# Forum Home Renovation Kitchens  Glass Splashbacks over Tiles

## nadman

Hi I've been reading thru this forum for a while as it's handy to read what others have done when you're renovating a 30yo house. :Smilie:    *To my question, is it possible to attach glass splashbacks over existing wall tiles? Or Ceramilite(laminate) over tiles?* 
Unfortunately my wall tiling didn't go as well as my floor tiling and we're left with an ugly mess for splashbacks. I can't find the strength to remove the current tiles after spending several weekends removing the previous tiles and applying the current tiles. 
Any help is appreciated. 
Dan

----------


## Bodgy

You shouldn't have a problem. Assuming you will stick the glass on, just ensure that you take the glaze off the tiles to allow proper adhesion. Blobs every 300mm should do. 
Just ensure that if your glass is coloured, ie painted on the back, that the glue will not interact with the paint, thus causing visible patches where you glued. 
You could also have the glass drilled and attach like a mirror, ie those screws with the chrome (or whatever colour you wish) domes that cover the screw head. 
Finally, if this is to go behind the stove, ensure you use toughened glass. 
Get ready for a shock when you price the glass!

----------


## miff

Dan, 
I do frameless glass and splash backs for a living, so here are a few things to consider  
1. glue it on over tiles is fine if the tiles are glued onto the wall properly, no point sticking the glass to tiles to find the tiles fall off. 
2. 6mm toughened glass is a must (Safety first) 
3. Glass painter should do many coats of paint or the silicone used as glue will show through. 
4. colours such as white on 6mm glass have a green tinge, window glass is the same, it has a green tinge to it, low iron (starphire glass) will not change the colour painted on it, but it is more expensive. green tinge isn't a problem if your walls are green. If you get my point? 
5. Any power points may require longer screws to re fit through the glass with the additional height, 6mm glass 2-3mm silicone may make a difference. 
7. White painted 6mm toughened is around / up to $200 sqm installed  
8. V60 glazing silicone or similar is the stuff you want to use to stick it on, clean tiles very well with metho or similer  
Paul

----------


## totoblue

> *To my question, is it possible to attach glass splashbacks over existing wall tiles? Or Ceramilite(laminate) over tiles?*

  Laminex wet area panelling is another possibility (but not behind the cooktop).  It's 2.7mm thick, from memory.  Thickness may be an issue if your splashback butts up to architrave etc (would look a bit funny if splashback was proud of the architrave).

----------


## nadman

Thanks for the feedback.
I'm going to try the tile paint first as I'm optimistic this will cover the errors. Plus after pricing the glass it is allot cheaper.

----------


## Damon_11

> Dan, 
> 4. colours such as white on 6mm glass have a green tinge, window glass is the same, it has a green tinge to it, low iron (starphire glass) will not change the colour painted on it, but it is more expensive. green tinge isn't a problem if your walls are green. If you get my point?

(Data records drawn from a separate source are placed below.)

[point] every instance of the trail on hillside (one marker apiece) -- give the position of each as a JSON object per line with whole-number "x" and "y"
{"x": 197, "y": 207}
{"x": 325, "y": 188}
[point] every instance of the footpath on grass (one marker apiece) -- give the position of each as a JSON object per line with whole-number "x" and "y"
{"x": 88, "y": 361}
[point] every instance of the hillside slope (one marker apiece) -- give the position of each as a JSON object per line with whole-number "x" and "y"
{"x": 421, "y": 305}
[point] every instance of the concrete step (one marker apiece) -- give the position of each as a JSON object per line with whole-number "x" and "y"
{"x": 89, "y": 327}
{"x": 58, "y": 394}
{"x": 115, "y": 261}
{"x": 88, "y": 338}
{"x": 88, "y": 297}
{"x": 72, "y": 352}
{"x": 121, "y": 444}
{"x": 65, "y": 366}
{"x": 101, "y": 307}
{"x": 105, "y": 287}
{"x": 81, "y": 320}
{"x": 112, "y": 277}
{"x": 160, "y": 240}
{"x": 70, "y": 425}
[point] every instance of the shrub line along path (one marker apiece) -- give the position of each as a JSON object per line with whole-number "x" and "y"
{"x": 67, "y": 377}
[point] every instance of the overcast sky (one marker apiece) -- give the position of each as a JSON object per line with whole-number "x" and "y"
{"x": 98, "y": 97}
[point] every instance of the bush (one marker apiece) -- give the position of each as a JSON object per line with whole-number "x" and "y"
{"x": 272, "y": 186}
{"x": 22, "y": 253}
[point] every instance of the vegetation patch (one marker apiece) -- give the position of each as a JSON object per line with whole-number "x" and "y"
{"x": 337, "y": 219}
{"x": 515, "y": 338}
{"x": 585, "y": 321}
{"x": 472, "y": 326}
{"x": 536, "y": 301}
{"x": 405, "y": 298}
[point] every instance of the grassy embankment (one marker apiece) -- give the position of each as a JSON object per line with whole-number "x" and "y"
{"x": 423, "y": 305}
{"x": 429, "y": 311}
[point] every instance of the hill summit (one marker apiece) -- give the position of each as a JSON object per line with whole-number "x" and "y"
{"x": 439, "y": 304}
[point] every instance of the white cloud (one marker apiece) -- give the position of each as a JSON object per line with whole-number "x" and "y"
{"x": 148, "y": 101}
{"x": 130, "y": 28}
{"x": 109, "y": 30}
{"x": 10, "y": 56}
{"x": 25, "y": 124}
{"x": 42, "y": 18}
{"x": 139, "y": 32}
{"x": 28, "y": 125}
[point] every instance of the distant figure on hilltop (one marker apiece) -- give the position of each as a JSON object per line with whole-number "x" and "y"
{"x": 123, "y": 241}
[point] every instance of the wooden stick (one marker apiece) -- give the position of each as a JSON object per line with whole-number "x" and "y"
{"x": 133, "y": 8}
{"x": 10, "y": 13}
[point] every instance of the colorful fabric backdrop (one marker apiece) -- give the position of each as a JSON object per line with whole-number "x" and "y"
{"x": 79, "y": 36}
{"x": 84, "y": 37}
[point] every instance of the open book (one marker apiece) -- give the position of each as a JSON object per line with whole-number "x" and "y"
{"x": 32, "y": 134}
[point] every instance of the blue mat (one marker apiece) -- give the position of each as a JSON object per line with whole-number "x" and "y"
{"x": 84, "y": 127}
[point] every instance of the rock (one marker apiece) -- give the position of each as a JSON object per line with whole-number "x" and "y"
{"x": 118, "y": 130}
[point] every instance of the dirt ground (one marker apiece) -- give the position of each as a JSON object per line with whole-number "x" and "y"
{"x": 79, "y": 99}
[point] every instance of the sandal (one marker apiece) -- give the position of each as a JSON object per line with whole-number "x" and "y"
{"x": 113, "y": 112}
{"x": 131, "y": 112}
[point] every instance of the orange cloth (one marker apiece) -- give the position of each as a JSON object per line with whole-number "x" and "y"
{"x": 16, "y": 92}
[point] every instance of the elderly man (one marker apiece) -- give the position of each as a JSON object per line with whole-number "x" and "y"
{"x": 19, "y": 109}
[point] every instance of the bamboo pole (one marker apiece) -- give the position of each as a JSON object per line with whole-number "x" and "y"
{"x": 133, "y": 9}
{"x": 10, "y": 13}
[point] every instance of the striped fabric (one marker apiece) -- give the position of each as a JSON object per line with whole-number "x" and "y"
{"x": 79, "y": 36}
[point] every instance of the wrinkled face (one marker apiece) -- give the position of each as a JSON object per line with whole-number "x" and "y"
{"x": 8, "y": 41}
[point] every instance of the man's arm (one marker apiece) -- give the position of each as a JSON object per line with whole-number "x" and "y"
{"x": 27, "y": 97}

  Hey Miff, her in Perth with limited suppliers, they charge $350/m and run a myth that it's all a very special process.  Can you spray safety glass with 2 pack epoxy paint for the same effect? 
Cheers...DC

----------


## Aangelique1611

Hey, do you reckon you can post back and let me know how you go with the tile paint? I'm going to be painting my tiled splashback next month so would like to know how you think it looks? 
Hope to hear more! Ta!

----------